Whether you have a legal, tax, insurance, management or land issue, Farmers Weekly’s Business Clinic experts can help.

Natalie Ward, associate solicitor, and Michael Tatters, partner, from Thrings, offer advice on housing rights in a redundancy situation.

Q: My brother-in-law was made redundant from his herdsman’s job at the end of August.

He lives in tied accommodation and to date has not received his redundancy payment. They haven’t mentioned the property he is still living in, but now say they have withheld his redundancy for rent.

He hasn’t agreed any housing contract and has seen no paperwork. He has received a text asking for £800 a month plus £1,500 deposit, which he can’t afford and hasn’t agreed to.

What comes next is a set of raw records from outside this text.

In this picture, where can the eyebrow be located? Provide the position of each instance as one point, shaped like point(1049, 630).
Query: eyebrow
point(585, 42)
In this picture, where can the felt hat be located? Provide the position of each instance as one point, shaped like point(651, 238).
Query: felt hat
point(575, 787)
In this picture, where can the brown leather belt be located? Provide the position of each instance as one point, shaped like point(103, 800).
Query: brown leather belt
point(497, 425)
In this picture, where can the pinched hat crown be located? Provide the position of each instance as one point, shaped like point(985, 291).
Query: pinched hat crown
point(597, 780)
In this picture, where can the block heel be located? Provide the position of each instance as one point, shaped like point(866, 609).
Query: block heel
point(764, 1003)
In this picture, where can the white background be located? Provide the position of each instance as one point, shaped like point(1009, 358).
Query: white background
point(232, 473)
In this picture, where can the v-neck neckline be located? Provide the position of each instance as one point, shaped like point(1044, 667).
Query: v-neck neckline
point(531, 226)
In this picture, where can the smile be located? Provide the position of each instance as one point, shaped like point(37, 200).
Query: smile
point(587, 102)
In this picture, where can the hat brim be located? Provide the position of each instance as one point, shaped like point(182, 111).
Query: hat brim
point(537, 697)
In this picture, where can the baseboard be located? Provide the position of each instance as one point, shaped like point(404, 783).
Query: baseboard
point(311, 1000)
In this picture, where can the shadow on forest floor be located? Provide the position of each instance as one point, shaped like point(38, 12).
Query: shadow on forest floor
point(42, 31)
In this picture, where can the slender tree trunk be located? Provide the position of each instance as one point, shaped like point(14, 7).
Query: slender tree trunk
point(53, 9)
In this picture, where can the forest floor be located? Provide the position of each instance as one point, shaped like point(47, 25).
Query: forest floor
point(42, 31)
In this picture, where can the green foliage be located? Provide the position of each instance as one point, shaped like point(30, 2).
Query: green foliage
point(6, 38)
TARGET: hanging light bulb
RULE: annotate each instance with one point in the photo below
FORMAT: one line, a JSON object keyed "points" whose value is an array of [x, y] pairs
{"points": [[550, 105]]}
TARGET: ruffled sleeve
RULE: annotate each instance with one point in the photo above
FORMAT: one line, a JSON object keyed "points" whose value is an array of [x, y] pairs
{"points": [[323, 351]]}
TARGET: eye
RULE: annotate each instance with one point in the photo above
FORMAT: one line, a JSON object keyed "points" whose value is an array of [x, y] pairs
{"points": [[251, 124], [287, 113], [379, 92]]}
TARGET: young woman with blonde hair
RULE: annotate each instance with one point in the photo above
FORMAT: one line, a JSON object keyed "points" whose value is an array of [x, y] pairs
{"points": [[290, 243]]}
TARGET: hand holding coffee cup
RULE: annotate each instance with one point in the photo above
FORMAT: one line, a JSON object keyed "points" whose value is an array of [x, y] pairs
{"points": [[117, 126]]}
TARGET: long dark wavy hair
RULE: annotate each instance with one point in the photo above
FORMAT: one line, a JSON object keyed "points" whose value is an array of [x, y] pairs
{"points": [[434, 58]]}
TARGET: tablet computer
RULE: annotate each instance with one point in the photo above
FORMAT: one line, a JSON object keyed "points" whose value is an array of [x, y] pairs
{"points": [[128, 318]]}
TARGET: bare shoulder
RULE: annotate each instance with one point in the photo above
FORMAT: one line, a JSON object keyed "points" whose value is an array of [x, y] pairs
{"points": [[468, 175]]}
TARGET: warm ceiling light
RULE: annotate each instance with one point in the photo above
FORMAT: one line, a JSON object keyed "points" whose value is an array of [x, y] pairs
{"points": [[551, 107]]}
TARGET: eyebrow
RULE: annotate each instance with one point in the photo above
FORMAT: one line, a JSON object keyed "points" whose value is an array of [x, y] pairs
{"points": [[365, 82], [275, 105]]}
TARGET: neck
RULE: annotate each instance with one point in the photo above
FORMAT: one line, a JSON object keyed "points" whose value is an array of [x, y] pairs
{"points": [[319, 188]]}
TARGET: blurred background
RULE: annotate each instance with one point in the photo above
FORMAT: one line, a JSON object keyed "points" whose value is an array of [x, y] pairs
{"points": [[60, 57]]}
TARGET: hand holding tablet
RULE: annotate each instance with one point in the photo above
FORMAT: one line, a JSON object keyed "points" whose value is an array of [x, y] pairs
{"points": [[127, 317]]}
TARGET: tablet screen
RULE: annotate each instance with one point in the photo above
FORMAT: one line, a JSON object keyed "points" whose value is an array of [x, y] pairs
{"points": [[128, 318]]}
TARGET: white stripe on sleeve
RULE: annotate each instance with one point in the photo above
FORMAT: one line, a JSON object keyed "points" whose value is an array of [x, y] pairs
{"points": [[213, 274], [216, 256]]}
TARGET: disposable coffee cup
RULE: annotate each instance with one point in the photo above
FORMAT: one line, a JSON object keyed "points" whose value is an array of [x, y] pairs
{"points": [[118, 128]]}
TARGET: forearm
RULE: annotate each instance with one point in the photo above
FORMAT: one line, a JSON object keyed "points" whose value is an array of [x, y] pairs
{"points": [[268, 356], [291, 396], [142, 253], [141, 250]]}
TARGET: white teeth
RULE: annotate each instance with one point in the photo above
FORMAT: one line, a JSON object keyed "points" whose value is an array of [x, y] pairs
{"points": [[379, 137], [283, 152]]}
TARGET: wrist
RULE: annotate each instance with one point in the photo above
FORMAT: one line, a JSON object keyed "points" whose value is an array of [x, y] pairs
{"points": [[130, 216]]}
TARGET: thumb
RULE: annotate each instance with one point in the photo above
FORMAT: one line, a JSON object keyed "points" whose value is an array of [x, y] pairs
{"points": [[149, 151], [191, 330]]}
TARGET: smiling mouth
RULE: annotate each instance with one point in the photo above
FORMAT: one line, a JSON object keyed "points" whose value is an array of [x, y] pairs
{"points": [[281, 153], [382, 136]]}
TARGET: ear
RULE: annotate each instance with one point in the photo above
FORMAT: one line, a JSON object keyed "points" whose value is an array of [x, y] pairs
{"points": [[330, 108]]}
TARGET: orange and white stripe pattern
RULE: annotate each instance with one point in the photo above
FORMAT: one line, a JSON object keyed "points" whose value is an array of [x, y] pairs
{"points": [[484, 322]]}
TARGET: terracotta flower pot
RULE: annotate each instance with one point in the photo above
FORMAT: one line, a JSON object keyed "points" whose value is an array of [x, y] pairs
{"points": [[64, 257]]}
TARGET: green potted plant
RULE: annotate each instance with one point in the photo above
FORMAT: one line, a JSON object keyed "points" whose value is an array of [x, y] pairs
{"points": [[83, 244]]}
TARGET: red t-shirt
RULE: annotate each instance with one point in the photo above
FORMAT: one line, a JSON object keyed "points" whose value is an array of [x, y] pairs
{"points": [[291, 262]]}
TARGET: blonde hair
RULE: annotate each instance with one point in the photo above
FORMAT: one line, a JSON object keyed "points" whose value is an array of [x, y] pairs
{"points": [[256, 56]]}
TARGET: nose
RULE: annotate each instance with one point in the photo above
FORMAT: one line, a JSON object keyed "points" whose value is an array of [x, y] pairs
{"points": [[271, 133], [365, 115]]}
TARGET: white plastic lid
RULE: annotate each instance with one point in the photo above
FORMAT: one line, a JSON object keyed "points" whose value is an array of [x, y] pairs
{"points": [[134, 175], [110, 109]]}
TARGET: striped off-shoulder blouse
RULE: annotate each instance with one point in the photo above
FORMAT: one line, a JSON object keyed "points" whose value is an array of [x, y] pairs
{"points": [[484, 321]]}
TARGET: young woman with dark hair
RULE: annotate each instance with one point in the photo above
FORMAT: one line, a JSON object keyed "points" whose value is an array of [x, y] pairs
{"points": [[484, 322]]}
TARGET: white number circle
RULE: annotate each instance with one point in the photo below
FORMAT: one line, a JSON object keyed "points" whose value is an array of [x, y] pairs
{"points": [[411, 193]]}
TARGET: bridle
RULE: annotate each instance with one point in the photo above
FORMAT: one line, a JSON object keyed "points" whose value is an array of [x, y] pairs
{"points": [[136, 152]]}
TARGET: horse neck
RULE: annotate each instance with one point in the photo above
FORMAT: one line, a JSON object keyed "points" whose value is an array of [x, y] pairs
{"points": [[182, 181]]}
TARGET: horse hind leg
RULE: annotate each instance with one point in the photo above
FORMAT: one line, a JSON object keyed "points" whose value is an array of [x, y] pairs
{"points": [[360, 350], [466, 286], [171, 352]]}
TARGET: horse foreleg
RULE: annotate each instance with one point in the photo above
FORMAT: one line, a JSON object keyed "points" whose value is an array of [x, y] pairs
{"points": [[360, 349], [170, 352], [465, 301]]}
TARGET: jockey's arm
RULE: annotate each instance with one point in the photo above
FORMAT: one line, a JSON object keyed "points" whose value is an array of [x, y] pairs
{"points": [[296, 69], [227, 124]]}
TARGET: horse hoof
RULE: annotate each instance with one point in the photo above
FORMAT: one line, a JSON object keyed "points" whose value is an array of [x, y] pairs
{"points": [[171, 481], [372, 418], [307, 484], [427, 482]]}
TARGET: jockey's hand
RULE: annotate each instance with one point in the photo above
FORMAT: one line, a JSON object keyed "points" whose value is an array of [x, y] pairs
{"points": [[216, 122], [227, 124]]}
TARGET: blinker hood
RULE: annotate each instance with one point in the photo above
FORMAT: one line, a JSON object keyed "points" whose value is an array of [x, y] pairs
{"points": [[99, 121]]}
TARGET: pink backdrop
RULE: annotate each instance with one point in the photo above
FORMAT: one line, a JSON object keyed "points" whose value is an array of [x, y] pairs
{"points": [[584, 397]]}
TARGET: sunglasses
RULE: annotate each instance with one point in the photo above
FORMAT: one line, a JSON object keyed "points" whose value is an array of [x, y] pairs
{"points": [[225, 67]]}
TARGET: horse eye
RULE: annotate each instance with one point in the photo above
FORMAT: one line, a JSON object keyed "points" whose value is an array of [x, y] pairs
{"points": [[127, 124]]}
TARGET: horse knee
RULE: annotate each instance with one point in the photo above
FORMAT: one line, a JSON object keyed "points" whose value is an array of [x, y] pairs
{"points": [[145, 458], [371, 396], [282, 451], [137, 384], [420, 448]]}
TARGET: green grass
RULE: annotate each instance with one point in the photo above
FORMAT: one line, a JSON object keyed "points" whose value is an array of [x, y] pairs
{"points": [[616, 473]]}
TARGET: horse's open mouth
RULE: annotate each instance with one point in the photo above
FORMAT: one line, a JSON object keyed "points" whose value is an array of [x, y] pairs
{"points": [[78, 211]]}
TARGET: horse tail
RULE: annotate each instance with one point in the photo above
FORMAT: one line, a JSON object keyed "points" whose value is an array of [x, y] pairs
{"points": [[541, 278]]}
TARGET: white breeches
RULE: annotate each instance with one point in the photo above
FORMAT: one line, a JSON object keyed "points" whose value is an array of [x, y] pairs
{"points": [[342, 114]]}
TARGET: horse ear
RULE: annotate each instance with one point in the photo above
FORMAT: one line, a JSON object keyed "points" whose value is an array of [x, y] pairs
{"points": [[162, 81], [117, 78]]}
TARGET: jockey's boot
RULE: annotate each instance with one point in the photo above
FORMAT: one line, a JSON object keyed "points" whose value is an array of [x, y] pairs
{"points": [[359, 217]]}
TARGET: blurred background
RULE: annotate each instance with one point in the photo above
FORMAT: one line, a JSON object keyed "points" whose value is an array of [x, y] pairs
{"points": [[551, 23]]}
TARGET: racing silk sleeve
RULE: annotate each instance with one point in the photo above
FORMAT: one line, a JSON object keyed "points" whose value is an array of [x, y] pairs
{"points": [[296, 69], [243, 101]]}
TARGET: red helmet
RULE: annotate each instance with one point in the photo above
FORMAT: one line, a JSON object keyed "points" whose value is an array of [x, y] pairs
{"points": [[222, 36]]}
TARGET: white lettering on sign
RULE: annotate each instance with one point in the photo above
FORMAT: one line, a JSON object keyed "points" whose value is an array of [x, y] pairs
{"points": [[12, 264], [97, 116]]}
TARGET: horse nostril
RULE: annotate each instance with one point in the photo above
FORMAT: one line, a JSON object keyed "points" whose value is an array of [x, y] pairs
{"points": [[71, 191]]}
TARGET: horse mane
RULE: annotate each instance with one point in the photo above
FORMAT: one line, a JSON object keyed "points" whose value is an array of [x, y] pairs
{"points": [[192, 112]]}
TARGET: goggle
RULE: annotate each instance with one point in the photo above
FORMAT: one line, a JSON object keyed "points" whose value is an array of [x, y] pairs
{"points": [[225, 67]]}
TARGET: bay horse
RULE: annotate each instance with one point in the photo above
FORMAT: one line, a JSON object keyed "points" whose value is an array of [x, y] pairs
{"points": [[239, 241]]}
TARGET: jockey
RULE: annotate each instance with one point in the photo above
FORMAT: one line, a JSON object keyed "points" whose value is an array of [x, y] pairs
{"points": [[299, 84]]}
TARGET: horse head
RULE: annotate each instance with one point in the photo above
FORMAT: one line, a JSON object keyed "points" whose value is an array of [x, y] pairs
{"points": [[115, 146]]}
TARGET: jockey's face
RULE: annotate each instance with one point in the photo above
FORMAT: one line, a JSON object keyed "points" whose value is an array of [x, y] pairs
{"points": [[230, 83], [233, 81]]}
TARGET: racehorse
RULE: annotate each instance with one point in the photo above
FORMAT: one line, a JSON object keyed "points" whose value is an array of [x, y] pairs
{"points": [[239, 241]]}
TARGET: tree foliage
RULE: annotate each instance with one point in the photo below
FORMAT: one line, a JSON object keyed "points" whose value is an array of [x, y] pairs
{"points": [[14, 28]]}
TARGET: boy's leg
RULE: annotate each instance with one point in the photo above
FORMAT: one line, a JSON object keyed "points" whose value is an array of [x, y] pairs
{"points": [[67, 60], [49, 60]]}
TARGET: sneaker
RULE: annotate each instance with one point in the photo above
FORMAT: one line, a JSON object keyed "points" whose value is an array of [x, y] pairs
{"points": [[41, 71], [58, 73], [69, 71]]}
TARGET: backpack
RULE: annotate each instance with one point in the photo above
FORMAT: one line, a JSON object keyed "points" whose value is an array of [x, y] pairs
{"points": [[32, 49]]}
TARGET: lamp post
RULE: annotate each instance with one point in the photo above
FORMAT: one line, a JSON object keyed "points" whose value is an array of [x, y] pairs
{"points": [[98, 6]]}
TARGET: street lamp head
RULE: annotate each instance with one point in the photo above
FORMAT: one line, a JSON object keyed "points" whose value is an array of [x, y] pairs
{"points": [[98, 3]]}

Can they withhold his money?

A: Although you haven’t stated how long your brother-in-law was working for his employer prior to his dismissal, it is assumed to be more than two years, given that redundancy pay has been mentioned.

Under the Employment Rights Act 1996, you need to have been employed for two years in order to qualify for a statutory redundancy payment.

What this also means is that your brother-in-law is likely to have been working in agriculture for at least 93 of the past 104 weeks.

Accordingly, even though there is no housing contract in writing, he is likely to have full protection under the Housing Act 1988 as he will be what is known as an assured agricultural occupier.

If he worked in agriculture before 15 January 1989, similar protection is permitted under the Rent (Agriculture) Act 1976.

Essentially this means that his employer cannot require him to vacate his tied accommodation, notwithstanding the termination of his employment, without first having a valid ground for possession.

See also: Danger of undocumented family loans

With the employment at an end and your brother-in-law having expressed a desire to remain in occupation (which is not evident from what you say), the employer can insist he pays a market rent for the property for as long as he wishes to remain there.

It sounds as though your brother-in-law’s employer is aware of this, but importantly the employer cannot demand a rent by text. The employer also cannot require a deposit to be paid.

To impose a new rent, the employer must first serve him with a specific Section 13 Notice, giving him not less than one month’s notice of the proposed new rent and the start date. In absence of receiving the correct notice, no rent is due.

Natalie_Ward_ThringsNatalie Ward is associate solicitor at Thrings

This allows your brother-in-law a period of at least one month to decide whether to stay and pay a market rent, or stay and challenge the proposed rent if he does not consider it represents a fair and reasonable market rent.

He should seek the advice of a local letting agent as to whether the proposed rental is reasonable for his property.

Any objection to the proposed rental amount must be referred by your brother-in-law to a rent assessment committee within the one-month period. The committee can hear representations from both parties before determining a market rent.

Michael-Tatters-ThringsMichael Tatters is a partner at Thrings

Returning to your question, the employer cannot withhold redundancy pay for any reason.

Your brother-in-law needs to establish his right to a statutory redundancy payment – in order to preserve his ability to make a claim in the employment tribunal should this become necessary.

He should do this either by writing to his former employer and formally claiming his redundancy payment; referring the question of his entitlement to a payment to the employment tribunal; or issuing an unfair dismissal claim in the employment tribunal.

He must do one of these things within six months of his last day of employment (or notice period, if he worked one).

My recommendation would be for your brother-in-law to contact his employer in the first instance, and to do so quickly.

There appears to have been a lack of communication since the termination of his employment which has led to confusion on all sides. A discussion with his former employer could well resolve these issues quickly and cost-effectively.

Fees are now payable for bringing claims in the employment tribunal, so there should be a considerable incentive to resolve matters informally.

If matters cannot be resolved this way, claims for statutory redundancy payments are covered by the rules on Acas Early Conciliation, so your brother-in-law will have to contact Acas with a view to resolving this dispute with their assistance prior to issuing a claim in the employment tribunal.

He should be aware of the limitation periods and contact Acas before the six-month limitation period elapses.

This is a complex situation, and it is recommended that your brother-in-law seeks specialist independent legal advice to assess his case.